Saturday, January 14, 2017

Eilean Maree

I first learned of Eilean Maree, a small island in Loch Maree, when I read T Ratcliffe Barnett's Autumns in Skye, Ross and Sutherland (1930). In it is a chapter entitled A Dream of Isle Maree, which describes the author's visit to the island in 1926.  It is a wonderful story, and gives much of the history of this tiny island.

Barnett also mentions the story about bull sacrifices that were once carried out on the island.
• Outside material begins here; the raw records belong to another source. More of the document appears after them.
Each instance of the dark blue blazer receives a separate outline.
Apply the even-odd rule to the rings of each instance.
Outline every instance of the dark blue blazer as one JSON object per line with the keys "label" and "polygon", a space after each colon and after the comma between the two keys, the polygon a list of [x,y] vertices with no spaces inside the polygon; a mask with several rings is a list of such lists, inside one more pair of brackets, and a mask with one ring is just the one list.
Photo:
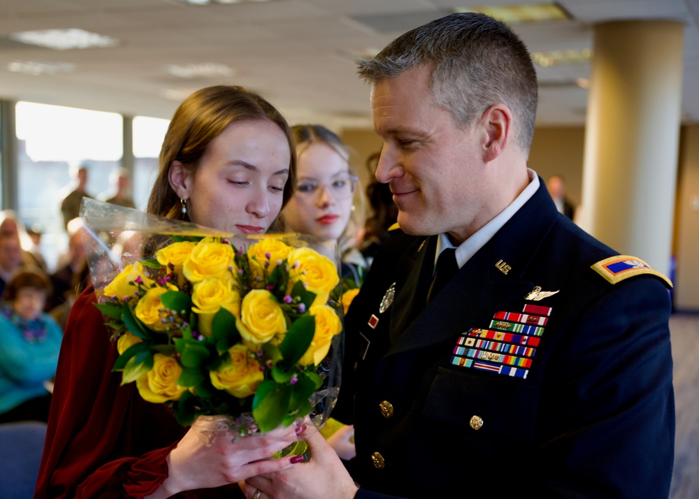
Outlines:
{"label": "dark blue blazer", "polygon": [[[559,214],[543,182],[426,306],[436,239],[393,231],[346,317],[333,415],[355,425],[357,497],[667,498],[663,281],[591,268],[618,253]],[[525,299],[535,287],[558,293]],[[462,333],[527,304],[551,312],[526,378],[452,363]]]}

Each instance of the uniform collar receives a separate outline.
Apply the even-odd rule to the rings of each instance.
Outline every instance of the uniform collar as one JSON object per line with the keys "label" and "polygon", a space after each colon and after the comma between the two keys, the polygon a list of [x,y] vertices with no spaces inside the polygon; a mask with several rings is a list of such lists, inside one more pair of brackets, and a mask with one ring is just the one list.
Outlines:
{"label": "uniform collar", "polygon": [[[514,198],[514,201],[510,203],[495,218],[481,227],[475,234],[456,247],[456,263],[459,265],[459,268],[463,267],[470,259],[471,256],[476,254],[476,252],[492,239],[493,236],[498,233],[498,231],[507,223],[539,189],[540,182],[539,182],[539,177],[537,175],[536,172],[531,168],[527,168],[527,173],[529,175],[529,183],[519,193],[519,195]],[[453,248],[456,247],[449,240],[449,237],[447,234],[440,234],[439,239],[437,241],[437,250],[435,252],[434,266],[437,265],[437,259],[439,257],[440,254],[443,250],[449,247]]]}

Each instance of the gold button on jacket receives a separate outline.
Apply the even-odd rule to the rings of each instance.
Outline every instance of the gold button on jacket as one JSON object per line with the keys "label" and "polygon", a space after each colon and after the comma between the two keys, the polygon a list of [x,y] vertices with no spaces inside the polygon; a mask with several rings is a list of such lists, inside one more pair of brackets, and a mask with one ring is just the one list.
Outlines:
{"label": "gold button on jacket", "polygon": [[374,463],[374,468],[379,470],[386,465],[386,461],[384,461],[384,456],[378,452],[374,452],[371,454],[371,461]]}
{"label": "gold button on jacket", "polygon": [[381,410],[381,415],[385,418],[393,416],[393,404],[388,400],[384,400],[379,404],[379,409]]}
{"label": "gold button on jacket", "polygon": [[472,416],[468,424],[474,430],[480,430],[480,427],[483,426],[483,418],[480,416]]}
These were done as late as the 17th century, so pagan practices seem to have persisted there long after St Maelrubha established a cell on the island around the year 700.  (You can read about the sacrificing of bulls in this PSAS report from 1860.)

Eilean Maree
St Maelrubha, born in Ireland in 642AD, left for Scotland in 671, and founded the monastery of Applecross in 673. Between then, and when he died in 722, he was one busy monk; for there are places and church sites dedicated to him all over the isles and the mainland. And there is some thought that many of the 'mor/mory' place names, sometimes translated as references to Mary, may refer to Maelrubha. Two examples being Tobermory on Mull, and Eileanan Mòra (a Gaelic name for the Shiants).

Tombstones on Eilean Maree

Ancient cross-stones on Eilean Maree
There is little left of St Maelrubha's settlement on Eilean Maree; mainly an ancient, moss-cloaked oval stone wall, some 120 feet in its longest diameter, that surrounds the burial ground where Maelrubha's cell once stood; an enclosure similar in size to the cashels I wrote of last time.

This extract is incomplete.